Archive for March, 2011

Re-discovered Steamers

Monday, March 28th, 2011

My comparison of The Lytle-Holdcamper List and the BM Laughlin Book of steamers built at Pittsburgh from 1811-1904 is hereby duly declared complete.  Each steamer named by BM Laughlin was searched for in The Lytle-Holdcamper List.  The comparison was conducted through the years 1811- 1840 or, by another measure, five-hundred-fifteen (515) steamboats.  The comparison has been terminated because there were no differences found in either year 1839 or 1840.  By my count, forty two (42) steamboats have been re-discovered.  Those steamboats, not listed in The Lytle-Holdcamper List, can be accessed from The BM Laughlin Rediscovered Steamboats

My search arguments in developing this report were quite generous.  As long a steamboat was listed within plus or minus two years of the BM Laughlin build date with the same name or close to the same name and built in Pittsburgh or the Pittsburgh region, a match was declared.  The rate of difference between the two lists through 1840 was still 8.16%. 


Names presented the greatest challenge.  For example, there are twenty (20) steamers named Delaware in The Lytle-Holdcamper List.  BM Laughlin listed two additional Delawares that did not match any of the build dates and/or places of build.  Today there are at least twenty-two steamboats named Delaware


Where spelling and name abbreviations were questionable, I checked a combination of names.  Str Eliza invoked checks on Elizabeth, Lizzie, Lady Elizabeth, etc.  For Str Geo Baynard, I checked “George Baynard”, “George MI Baynard”, “General George Baynard”, etc. 

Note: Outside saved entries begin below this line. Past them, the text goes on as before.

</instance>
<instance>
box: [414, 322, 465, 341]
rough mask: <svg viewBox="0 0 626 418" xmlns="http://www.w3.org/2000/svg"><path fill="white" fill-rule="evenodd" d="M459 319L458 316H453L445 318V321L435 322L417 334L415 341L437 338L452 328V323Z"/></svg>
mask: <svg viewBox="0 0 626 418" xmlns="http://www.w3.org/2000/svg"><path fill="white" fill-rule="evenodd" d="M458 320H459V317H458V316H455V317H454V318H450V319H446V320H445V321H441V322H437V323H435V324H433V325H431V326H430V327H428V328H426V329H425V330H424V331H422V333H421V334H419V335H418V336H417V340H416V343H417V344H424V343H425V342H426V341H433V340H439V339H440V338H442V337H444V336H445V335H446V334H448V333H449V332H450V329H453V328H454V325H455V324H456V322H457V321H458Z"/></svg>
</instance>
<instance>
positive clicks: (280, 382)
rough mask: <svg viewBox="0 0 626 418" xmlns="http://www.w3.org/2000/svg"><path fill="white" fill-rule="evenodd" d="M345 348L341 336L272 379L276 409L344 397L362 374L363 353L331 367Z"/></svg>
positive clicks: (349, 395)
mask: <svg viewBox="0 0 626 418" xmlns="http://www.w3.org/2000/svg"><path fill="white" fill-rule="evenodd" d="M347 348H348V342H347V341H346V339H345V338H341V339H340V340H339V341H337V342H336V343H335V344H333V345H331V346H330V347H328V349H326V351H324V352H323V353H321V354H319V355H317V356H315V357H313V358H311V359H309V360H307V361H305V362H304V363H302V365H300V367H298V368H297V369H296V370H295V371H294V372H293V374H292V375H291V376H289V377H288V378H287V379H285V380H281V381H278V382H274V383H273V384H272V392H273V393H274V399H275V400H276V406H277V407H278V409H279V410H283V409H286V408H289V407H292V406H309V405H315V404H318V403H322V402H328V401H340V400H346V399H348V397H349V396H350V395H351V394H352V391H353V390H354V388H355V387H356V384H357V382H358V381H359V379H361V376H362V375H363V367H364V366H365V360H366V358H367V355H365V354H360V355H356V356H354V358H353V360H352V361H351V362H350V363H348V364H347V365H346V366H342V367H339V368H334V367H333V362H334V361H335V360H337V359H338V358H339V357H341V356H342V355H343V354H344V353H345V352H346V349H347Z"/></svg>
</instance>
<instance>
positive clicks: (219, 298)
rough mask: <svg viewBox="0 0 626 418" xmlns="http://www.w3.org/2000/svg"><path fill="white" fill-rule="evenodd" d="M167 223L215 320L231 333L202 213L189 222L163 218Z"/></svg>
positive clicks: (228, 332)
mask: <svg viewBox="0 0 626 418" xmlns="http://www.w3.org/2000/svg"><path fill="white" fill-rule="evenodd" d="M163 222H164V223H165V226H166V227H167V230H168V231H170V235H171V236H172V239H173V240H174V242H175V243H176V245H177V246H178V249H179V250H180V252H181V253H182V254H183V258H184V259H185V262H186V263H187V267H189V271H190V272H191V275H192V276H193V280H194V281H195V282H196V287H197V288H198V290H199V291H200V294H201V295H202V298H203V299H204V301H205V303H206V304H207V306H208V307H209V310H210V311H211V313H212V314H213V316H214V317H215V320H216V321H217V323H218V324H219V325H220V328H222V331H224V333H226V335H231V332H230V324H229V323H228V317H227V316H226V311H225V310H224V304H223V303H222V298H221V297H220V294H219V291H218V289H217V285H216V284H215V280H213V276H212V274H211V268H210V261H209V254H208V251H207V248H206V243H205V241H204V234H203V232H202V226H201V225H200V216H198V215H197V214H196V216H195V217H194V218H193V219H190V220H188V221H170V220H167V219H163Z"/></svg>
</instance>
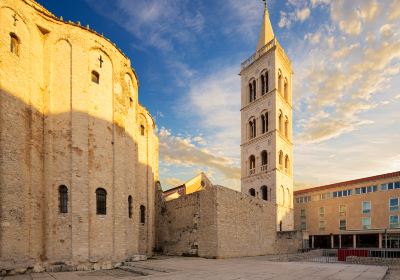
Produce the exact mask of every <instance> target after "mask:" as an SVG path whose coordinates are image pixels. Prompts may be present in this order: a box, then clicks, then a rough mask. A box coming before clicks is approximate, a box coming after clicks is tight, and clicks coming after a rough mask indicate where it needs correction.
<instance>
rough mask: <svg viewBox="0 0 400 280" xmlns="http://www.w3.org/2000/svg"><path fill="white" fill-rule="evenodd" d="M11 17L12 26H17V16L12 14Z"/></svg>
mask: <svg viewBox="0 0 400 280" xmlns="http://www.w3.org/2000/svg"><path fill="white" fill-rule="evenodd" d="M12 17H13V19H14V26H17V21H18V18H17V14H14V15H13V16H12Z"/></svg>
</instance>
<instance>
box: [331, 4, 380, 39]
mask: <svg viewBox="0 0 400 280" xmlns="http://www.w3.org/2000/svg"><path fill="white" fill-rule="evenodd" d="M378 12H379V5H378V3H377V2H376V1H375V0H352V1H347V0H336V1H332V3H331V17H332V19H333V20H334V21H335V22H337V23H338V24H339V27H340V29H341V30H342V31H343V32H344V33H346V34H349V35H359V34H360V33H361V31H362V28H363V24H364V23H366V22H371V21H373V20H375V18H376V17H377V15H378Z"/></svg>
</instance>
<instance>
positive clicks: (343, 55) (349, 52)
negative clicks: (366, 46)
mask: <svg viewBox="0 0 400 280" xmlns="http://www.w3.org/2000/svg"><path fill="white" fill-rule="evenodd" d="M359 47H360V44H359V43H356V44H353V45H350V46H347V47H344V48H342V49H339V50H337V51H335V52H334V53H333V57H334V58H344V57H347V56H348V55H349V54H350V53H351V52H352V51H353V50H354V49H358V48H359Z"/></svg>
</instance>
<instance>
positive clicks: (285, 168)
mask: <svg viewBox="0 0 400 280" xmlns="http://www.w3.org/2000/svg"><path fill="white" fill-rule="evenodd" d="M285 170H286V172H289V156H288V155H286V156H285Z"/></svg>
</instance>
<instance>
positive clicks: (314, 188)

No doubt, I have missed a few names — omitted some because of inappropriate matches and included some because of failed checks.  The raw data is available to those who can make the time to correct my work.

More Books

Monday, March 21st, 2011

Several books and pamphlets have been added to my suggested reading list.  These books are hard to come by, and some are deemed collectible.

Steamboat ‘Round the Bend

Sunday, March 13th, 2011

I found another interesting book on the history of the Georgetown area.  This book is a collection of articles by James F Mullooly entitled “Steamboat ‘Round the Bend” published by the Fort Vance Historical Society in 1994.  James Mullooly (1914-1979) was a river history buff who wrote articles for local newspapers in the panhandle of WV and western PA.  His column was Steamboat ‘Round the Bend.   


In my boxes of Poe stuff, I have clippings of some of Mullooly’s articles about Georgetown and the steamboat days of the Tri-State region.  Today I read an article from the book, Georgetown Rich in History for River Experts, which caught my attention for two reasons.  First, Mr Mullooly published the recollections of Capt Adam Poe which I so painfully transcribed from a poor copy of his work.


Mr Mullooly also wrote that during the Was of 1812, Georgetown was the site of an important ferry on the Ohio.  This ferry was used by volunteers from Washington, PA and Burgettstown marching north to fight the British.  That I did not know.  I do know that an Adam Poe was a veteran of the War of 1812.  That Adam Poe Jr , I think, was the son of Adam Poe, the famed Indian fighter, and Elizabeth Smith.  I have little information about Adam Poe Jr.  He married Catherine Ann Mower and died in Jul 1840. 


Dawson’s Ferry had been used for years for river crossings into the Northwest Territory before Ohio was officially opened for settlement.  It follows that the same ferry would serve the soldiers of the War of 1812.

Index of Names

Tuesday, March 8th, 2011

An index of all the people identified by Capt Adam Poe in his autobiographical book of river experiences has been loaded for your review.   The page is Index of Names.